1. Le bénéficiaire atteste, par écrit, ne pas avoir reçu l'un des documents suivants : le devis, la preuve de la réalisation de l'opération ou le cadre contribution défini à l'annexe 8 de l'arrêté du 4 septembre 2014 fixant la liste des éléments d'une demande de certificats d'économies d'énergie et les documents à archiver par le demandeur ;

2. La PAC n'est pas une PAC de type air/ eau ou ne comporte pas un appoint utilisant un combustible liquide ou gazeux ;

3. La PAC n'assure pas le chauffage des surfaces chauffées ;

4. La PAC est de type basse température ;

5. L'efficacité énergétique saisonnière (η s) de la PAC munie de son dispositif d'appoint (hors dispositif de régulation de la température) est inférieure à l'efficacité énergétique saisonnière exigée par la fiche d'opération standardisée ;

6. La PAC ne correspond pas aux mentions indiquées sur la preuve de la réalisation de l'opération (marque, référence, efficacité énergétique saisonnière et classe du régulateur). Le rapport est accompagné d'une photo de la plaque signalétique ;

7. L'organisme d'inspection indique, dans son rapport, les paramètres nécessaires au calcul du montant de certificats d'économies d'énergie : efficacité énergétique saisonnière, zone climatique et, dans le cas où l'opération ne s'inscrit pas dans le cadre du Coup de pouce « Chauffage », la surface chauffée ; un écart de surface chauffée conduit à un classement « non satisfaisant » si l'écart entre la surface déclarée et la surface mesurée est supérieur à 10 % (écart = (surface déclarée-surface mesurée)/ surface mesurée*100) ;

Nota.
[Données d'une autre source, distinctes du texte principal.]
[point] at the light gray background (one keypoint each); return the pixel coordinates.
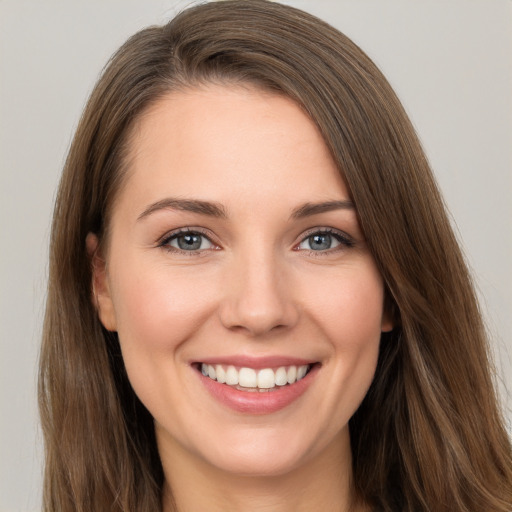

La surface chauffée est la surface habitable, au sens de l'article R. 156-1 du code de la construction et de l'habitation, chauffée par la PAC installée.

F. I. B. Autres critères :

S'agissant d'aspects généraux :

8. Il est constaté l'absence d'une note de dimensionnement du générateur par rapport aux déperditions calculées à T = Tbase remise au bénéficiaire, et le bénéficiaire atteste par écrit ne pas avoir reçu cette note ; les déperditions concernent les pièces du logement desservies par le réseau de chauffage, sans considération des éventuels autres générateurs présents ;

9. La PAC est manifestement sous-dimensionnée au vu du critère suivant : la puissance de la PAC sans l'appoint à 0° C extérieur et 50° C départ chauffage couvre moins de 40 % des déperditions à T = Tbase ;

10. La PAC est manifestement surdimensionnée au vu du critère suivant : la puissance de la PAC sans l'appoint à 0° C extérieur et 50° C départ chauffage couvre plus de 80 % des déperditions à T = Tbase ;

11. Le taux de couverture, par la PAC hors dispositif d'appoint, des besoins de chaleur pour le chauffage du logement est inférieur à la valeur minimale définie dans la fiche d'opération standardisée BAR-TH-159 ;

12. Le mode de régulation de la PAC ne correspond pas à celui utilisé pour le calcul du taux de couverture ;

13. Les émetteurs ne sont manifestement pas compatibles avec la PAC installée ;

14. Il est constaté un problème manifeste quant aux fixations et à l'accrochage de l'une des unités extérieure et intérieure composant la PAC ;

15. L'unité extérieure n'est manifestement pas convenablement installée (obstacles, échange non libre) ;

S'agissant du réseau hydraulique :

16. Les réseaux de distribution ne sont pas calorifugés en volumes non chauffés ;

17. Il est constaté l'absence d'un dispositif de réglage permettant de vérifier l'équilibrage du réseau hydraulique ;

S'agissant du réseau frigorifique :

18. Lorsque cela est nécessaire, le réseau frigorifique n'est pas entièrement calorifugé ;

S'agissant des émetteurs :

19. Dans le cas d'un ventilo-convecteur, si refroidissement, le raccordement de l'évacuation des condensats n'est pas réalisé.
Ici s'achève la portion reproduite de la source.